Single-origin matcha is milled from leaf grown in one named region — and at the top grades a specific field and season — rather than blended across several prefectures to hit a price. For a wholesale buyer it matters because a single-origin lot has a taste and colour you can describe, repeat, and reserve; a blend is engineered to a cost, so the recipe can shift between deliveries and the green on your bar can drift across a year. Single origin also means the supplier can name the field and shading window, which a blend by definition cannot.
Which MATSU grades are single-origin, and where are they from?
Seven of MATSU’s eight grades are single-region: Uji in southern Kyoto (Uji Standard, Uji Classic, Uji Premium, Uji Signature), Kagoshima in the far south (Kagoshima Standard, Kagoshima Premium), and Izumo in Shimane (Izumo Reserve). Each carries its region’s name because the leaf is from that region only. One grade, Kyoto-Kagoshima Premium, is a deliberate two-region blend built for a stable latte rail, and it is labelled as such rather than dressed up as single origin.
Is single-origin matcha always better than a blend?
Not automatically — it depends on the job. Single origin gives you a describable, repeatable character that carries the region, which is what a tasting service or signature drink pays for. A well-built blend can be more stable across a season and easier to hold at a fixed cost per cup, which suits a high-volume latte rail. Most accounts run both: a single-origin grade for the drink that earns the name and a workhorse for volume. The point is to buy on purpose, not on the word.
How do you confirm matcha is genuinely first harvest and single origin?
Ask three things: which region the leaf is from, whether it is first flush, and how many hands the matcha passed through. Producer-direct means grower-level sourcing through MATSU, without the usual chain of trading houses, importers, and distributors — so the person who graded the powder can name the field, the season, and the shading window. Words alone are not proof, so taste it: a first-flush single-origin lot reads visibly greener and finishes rounder than a later, blended leaf. MATSU’s $129 Tasting Kit ships current single-origin grades so you can confirm colour, solubility, and taste against your own equipment before committing a kilogram.
How much does single-origin first harvest matcha cost wholesale?

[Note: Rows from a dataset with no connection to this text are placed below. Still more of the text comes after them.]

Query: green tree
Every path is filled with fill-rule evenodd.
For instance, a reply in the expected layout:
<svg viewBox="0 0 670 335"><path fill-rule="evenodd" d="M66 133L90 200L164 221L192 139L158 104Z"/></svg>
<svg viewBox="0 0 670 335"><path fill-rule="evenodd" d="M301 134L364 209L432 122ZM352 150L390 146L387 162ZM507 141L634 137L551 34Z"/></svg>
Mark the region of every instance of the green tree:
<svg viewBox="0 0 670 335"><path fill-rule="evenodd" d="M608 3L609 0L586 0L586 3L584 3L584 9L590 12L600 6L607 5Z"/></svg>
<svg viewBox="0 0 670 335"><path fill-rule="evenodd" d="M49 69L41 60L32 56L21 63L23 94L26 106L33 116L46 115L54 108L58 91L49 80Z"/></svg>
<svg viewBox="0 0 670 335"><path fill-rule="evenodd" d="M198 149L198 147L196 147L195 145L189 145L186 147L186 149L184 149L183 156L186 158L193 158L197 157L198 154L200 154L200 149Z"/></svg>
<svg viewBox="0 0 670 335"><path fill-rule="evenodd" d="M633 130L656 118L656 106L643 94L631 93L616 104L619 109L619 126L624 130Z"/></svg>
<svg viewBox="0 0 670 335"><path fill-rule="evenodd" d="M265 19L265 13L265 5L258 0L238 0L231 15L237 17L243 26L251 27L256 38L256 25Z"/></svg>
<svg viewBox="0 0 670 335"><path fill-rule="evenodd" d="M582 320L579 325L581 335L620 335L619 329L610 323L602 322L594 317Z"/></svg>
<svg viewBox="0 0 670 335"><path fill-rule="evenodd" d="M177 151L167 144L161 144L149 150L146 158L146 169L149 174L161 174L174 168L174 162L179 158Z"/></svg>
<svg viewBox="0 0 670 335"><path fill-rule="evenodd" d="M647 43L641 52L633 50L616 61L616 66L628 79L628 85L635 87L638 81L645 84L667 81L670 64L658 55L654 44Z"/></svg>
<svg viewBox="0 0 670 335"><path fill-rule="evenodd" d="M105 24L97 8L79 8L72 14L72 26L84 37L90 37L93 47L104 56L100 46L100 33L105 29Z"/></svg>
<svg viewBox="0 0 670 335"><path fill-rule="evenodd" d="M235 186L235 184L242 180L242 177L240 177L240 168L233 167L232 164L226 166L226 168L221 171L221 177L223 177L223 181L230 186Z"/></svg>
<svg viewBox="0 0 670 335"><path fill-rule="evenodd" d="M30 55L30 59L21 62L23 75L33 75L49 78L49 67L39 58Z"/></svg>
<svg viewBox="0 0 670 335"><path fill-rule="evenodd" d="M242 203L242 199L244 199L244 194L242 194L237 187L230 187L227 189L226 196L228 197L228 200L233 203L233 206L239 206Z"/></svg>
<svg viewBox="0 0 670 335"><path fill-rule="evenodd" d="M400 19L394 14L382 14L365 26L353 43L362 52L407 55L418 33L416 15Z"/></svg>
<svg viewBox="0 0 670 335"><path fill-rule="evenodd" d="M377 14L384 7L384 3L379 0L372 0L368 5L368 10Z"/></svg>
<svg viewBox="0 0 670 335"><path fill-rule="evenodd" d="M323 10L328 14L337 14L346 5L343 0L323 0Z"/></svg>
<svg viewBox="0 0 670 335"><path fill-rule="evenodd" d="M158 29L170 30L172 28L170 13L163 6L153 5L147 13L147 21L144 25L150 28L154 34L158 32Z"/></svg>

MATSU’s single-origin grades run $390 to $1,050 per kilogram FOB Japan ($39–$105 per 100 g). Kagoshima Standard is $390/kg and Uji Standard $420/kg at the latte and culinary end; Uji Premium is $550/kg and Kagoshima Premium $650/kg; Uji Signature is $810/kg; and Izumo Reserve, the single-region flagship, is $1,050/kg for usucha and tasting. First-flush single-origin leaf prices above blended or later-harvest matcha because it is the scarcest, most labour-intensive leaf of the year.
Can you buy single-origin matcha producer-direct from Japan?
Yes. MATSU ships single-origin matcha producer-direct by express courier from Japan, typically 2–3 weeks from order to delivery, with a commercial invoice and packing list in English on every order. A single order runs up to about 30 kg; larger volumes are arranged case by case. Producer-direct means grower-level sourcing through MATSU, without the usual chain of trading houses, importers, and distributors, which is what lets the supplier hold a specific single-origin lot for your account across a season.